I see that a lot in our society today, as Judge Judy calls it, "playing house."  She feels it is not her job to sort out the details when a couple plays house (buys a house and furniture, gets a dog, mixes their finances together) and then tries to sue one another when it "doesn't work out."  That is not what courts are for.  What happened to pre-marital classes/counseling, oh yeah, we don't get married any more--we "try it out," maybe have a baby first, see how that works out.  Not only are women not appreciated in these relationships but they never will be.  When women feel all they deserve is to work full time at a career AND work full time on a home that she either doesn't own or owns half of, makes all the effort to make her man happy, she will never be appreciated, valued, or happy.  A man is not going to marry her.  He is waiting for a better deal to come along.  As long as a woman is willing to do all the work, why wouldn't he "let her" do it all.  He can leave whenever he feels like it, even if there is a child(ren) involved, and he often does.

Appreciation starts with you.  You need to have an appreciation not only for your physical looks and abilities, but for your intelligence, your inner beauty, and your power as a woman.  Woman do do all the work in the home, because they see it.  Men simply don't see it.  They step over, step on, or step around anything and everything.  Sometimes it seems they are incapable of bending at the waist.  Their peripheral vision is much much wider than women's.  Waiting for them to pick up after themselves, or to thank you for picking up, cleaning up, or keeping anything clean is pointless.  You must have an appreciation for your own work and be proud of yourself first.  If your "man" ever expresses appreciation don't faint, just thank God that he got it at least once.  Don't devalue yourself by moving in with a man--he wants sex and a maid, not a life partner.  Do yourself a favor and wait for love and wait for a real marriage.  Don't sell yourself short.
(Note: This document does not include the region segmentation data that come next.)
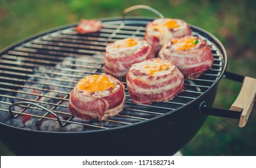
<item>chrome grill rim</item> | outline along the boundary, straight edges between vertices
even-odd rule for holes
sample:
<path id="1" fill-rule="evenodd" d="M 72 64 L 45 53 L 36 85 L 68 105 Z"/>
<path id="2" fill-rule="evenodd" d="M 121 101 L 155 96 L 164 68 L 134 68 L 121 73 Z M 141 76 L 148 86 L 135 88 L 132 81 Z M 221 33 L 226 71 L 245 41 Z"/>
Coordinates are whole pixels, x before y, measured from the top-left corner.
<path id="1" fill-rule="evenodd" d="M 150 22 L 151 20 L 153 20 L 154 18 L 147 18 L 147 17 L 127 17 L 126 18 L 126 21 L 129 22 L 134 22 L 134 20 L 136 20 L 136 22 L 141 22 L 141 20 L 143 20 L 144 22 Z M 102 20 L 103 22 L 120 22 L 121 19 L 120 18 L 108 18 L 108 19 L 100 19 Z M 71 25 L 68 25 L 66 26 L 62 26 L 57 28 L 54 28 L 53 29 L 51 29 L 50 31 L 44 31 L 42 33 L 40 33 L 38 34 L 37 35 L 33 35 L 27 38 L 26 38 L 26 40 L 21 40 L 16 43 L 15 43 L 14 44 L 11 45 L 11 46 L 8 46 L 7 47 L 6 47 L 5 49 L 4 49 L 3 50 L 2 50 L 1 52 L 1 58 L 2 58 L 2 55 L 4 55 L 4 53 L 7 52 L 9 50 L 13 50 L 16 47 L 19 46 L 20 45 L 24 44 L 24 43 L 26 43 L 31 40 L 34 40 L 35 39 L 37 39 L 37 38 L 38 38 L 39 37 L 41 37 L 43 35 L 45 35 L 46 34 L 50 34 L 50 33 L 53 33 L 54 32 L 56 31 L 61 31 L 61 30 L 64 30 L 65 29 L 70 28 L 70 27 L 73 27 L 77 25 L 77 23 L 73 23 Z M 177 107 L 171 111 L 169 111 L 168 112 L 166 112 L 165 113 L 162 114 L 160 115 L 148 119 L 147 120 L 145 121 L 139 121 L 136 123 L 133 123 L 131 125 L 123 125 L 123 126 L 119 126 L 119 127 L 114 127 L 114 128 L 111 128 L 109 129 L 106 129 L 106 130 L 90 130 L 90 131 L 81 131 L 81 132 L 50 132 L 50 131 L 40 131 L 40 130 L 28 130 L 26 128 L 18 128 L 18 127 L 13 127 L 10 125 L 7 125 L 2 122 L 0 122 L 1 124 L 4 124 L 4 125 L 7 125 L 9 127 L 13 127 L 14 128 L 18 128 L 19 130 L 23 130 L 23 131 L 35 131 L 35 132 L 40 132 L 40 133 L 94 133 L 94 132 L 98 132 L 98 131 L 111 131 L 111 130 L 115 130 L 117 129 L 121 129 L 121 128 L 126 128 L 128 127 L 133 127 L 133 126 L 135 126 L 137 125 L 138 124 L 142 124 L 144 123 L 146 123 L 148 122 L 150 122 L 153 120 L 154 119 L 157 119 L 158 118 L 162 118 L 162 117 L 165 117 L 166 115 L 171 115 L 173 113 L 175 113 L 177 111 L 178 111 L 180 109 L 182 109 L 182 108 L 184 108 L 185 107 L 189 106 L 190 104 L 194 103 L 195 101 L 196 101 L 197 100 L 198 100 L 199 98 L 200 98 L 201 97 L 203 97 L 205 94 L 206 94 L 213 87 L 214 87 L 217 83 L 219 81 L 219 80 L 222 78 L 222 77 L 223 76 L 224 73 L 225 71 L 225 69 L 227 68 L 227 52 L 225 50 L 225 48 L 224 47 L 224 46 L 222 45 L 222 44 L 219 41 L 219 40 L 215 37 L 214 35 L 213 35 L 212 34 L 211 34 L 210 33 L 208 32 L 207 31 L 194 25 L 189 25 L 192 29 L 192 31 L 197 31 L 197 32 L 200 32 L 200 33 L 199 34 L 200 35 L 201 34 L 203 34 L 204 36 L 207 36 L 207 38 L 210 38 L 210 41 L 212 43 L 213 43 L 216 46 L 217 48 L 218 49 L 218 50 L 219 50 L 221 52 L 221 62 L 222 62 L 222 67 L 221 67 L 221 71 L 220 72 L 219 74 L 218 75 L 218 77 L 217 77 L 217 79 L 215 80 L 215 81 L 213 83 L 213 84 L 212 84 L 212 86 L 209 88 L 208 89 L 207 89 L 202 94 L 200 95 L 198 97 L 197 97 L 197 98 L 195 98 L 195 99 L 190 101 L 189 103 L 186 103 L 185 104 L 183 104 L 182 106 L 181 106 L 179 107 Z M 1 60 L 0 60 L 1 61 Z"/>

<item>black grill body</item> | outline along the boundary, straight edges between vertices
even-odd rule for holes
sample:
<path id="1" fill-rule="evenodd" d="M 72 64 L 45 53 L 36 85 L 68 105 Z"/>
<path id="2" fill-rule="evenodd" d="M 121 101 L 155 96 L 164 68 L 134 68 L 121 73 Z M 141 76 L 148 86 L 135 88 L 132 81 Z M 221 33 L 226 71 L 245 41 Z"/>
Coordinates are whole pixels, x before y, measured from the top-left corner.
<path id="1" fill-rule="evenodd" d="M 196 26 L 191 25 L 194 35 L 210 45 L 214 64 L 198 79 L 185 79 L 184 91 L 172 100 L 136 104 L 126 89 L 127 101 L 120 115 L 102 122 L 78 121 L 65 110 L 68 109 L 65 103 L 69 92 L 79 79 L 104 73 L 102 59 L 106 44 L 130 37 L 143 38 L 146 24 L 153 19 L 128 18 L 124 24 L 120 18 L 107 19 L 103 20 L 104 26 L 100 32 L 85 35 L 74 31 L 76 25 L 69 25 L 33 36 L 2 51 L 0 97 L 15 101 L 2 99 L 1 112 L 9 113 L 6 107 L 14 102 L 32 102 L 49 110 L 40 115 L 29 113 L 43 110 L 40 106 L 19 104 L 21 110 L 11 108 L 11 114 L 18 118 L 29 116 L 40 122 L 58 121 L 63 128 L 70 124 L 84 127 L 79 132 L 64 129 L 48 131 L 0 122 L 4 144 L 19 155 L 160 155 L 180 150 L 204 122 L 207 115 L 200 113 L 200 104 L 206 101 L 212 106 L 217 83 L 227 67 L 227 54 L 221 43 Z M 50 117 L 52 113 L 62 117 Z"/>

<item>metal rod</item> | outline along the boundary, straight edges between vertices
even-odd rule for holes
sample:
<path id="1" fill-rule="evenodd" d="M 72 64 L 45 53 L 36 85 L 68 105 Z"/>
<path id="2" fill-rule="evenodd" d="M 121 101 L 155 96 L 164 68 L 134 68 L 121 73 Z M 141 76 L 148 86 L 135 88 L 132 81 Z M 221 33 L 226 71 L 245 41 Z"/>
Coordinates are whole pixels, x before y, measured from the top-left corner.
<path id="1" fill-rule="evenodd" d="M 205 101 L 200 104 L 200 112 L 206 115 L 234 119 L 240 119 L 242 113 L 242 112 L 208 107 Z"/>

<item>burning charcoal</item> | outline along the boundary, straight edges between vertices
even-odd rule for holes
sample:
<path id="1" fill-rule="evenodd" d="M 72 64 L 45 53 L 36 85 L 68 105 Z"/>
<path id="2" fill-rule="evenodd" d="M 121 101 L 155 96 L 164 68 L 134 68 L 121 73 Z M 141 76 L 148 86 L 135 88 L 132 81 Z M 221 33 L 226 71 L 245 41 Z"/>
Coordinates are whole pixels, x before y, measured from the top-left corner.
<path id="1" fill-rule="evenodd" d="M 70 124 L 64 127 L 64 131 L 67 132 L 82 131 L 83 130 L 83 125 L 76 124 Z"/>
<path id="2" fill-rule="evenodd" d="M 35 118 L 31 118 L 28 120 L 25 123 L 25 128 L 29 130 L 37 130 L 37 123 L 38 121 Z"/>
<path id="3" fill-rule="evenodd" d="M 59 117 L 59 118 L 62 119 L 61 117 Z M 57 121 L 45 119 L 40 125 L 40 130 L 44 131 L 58 132 L 61 131 L 62 128 Z"/>
<path id="4" fill-rule="evenodd" d="M 5 124 L 19 128 L 24 128 L 25 125 L 22 121 L 17 118 L 13 118 L 4 122 Z"/>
As for the movie, Vince's character finally does learn what it is to show appreciation to someone else.  He works with two of his brothers in a tour company and finally says thank you to his older brother by putting his own books straight and giving him a big hug.  It is too late for his relationship, though.  At the end of the movie, the couple meet on the street one day and share an awkward moment of hellos. Then they walk away from each other.  Sad.  I hate sad endings. 

Now, off to do some thankless jobs around the house.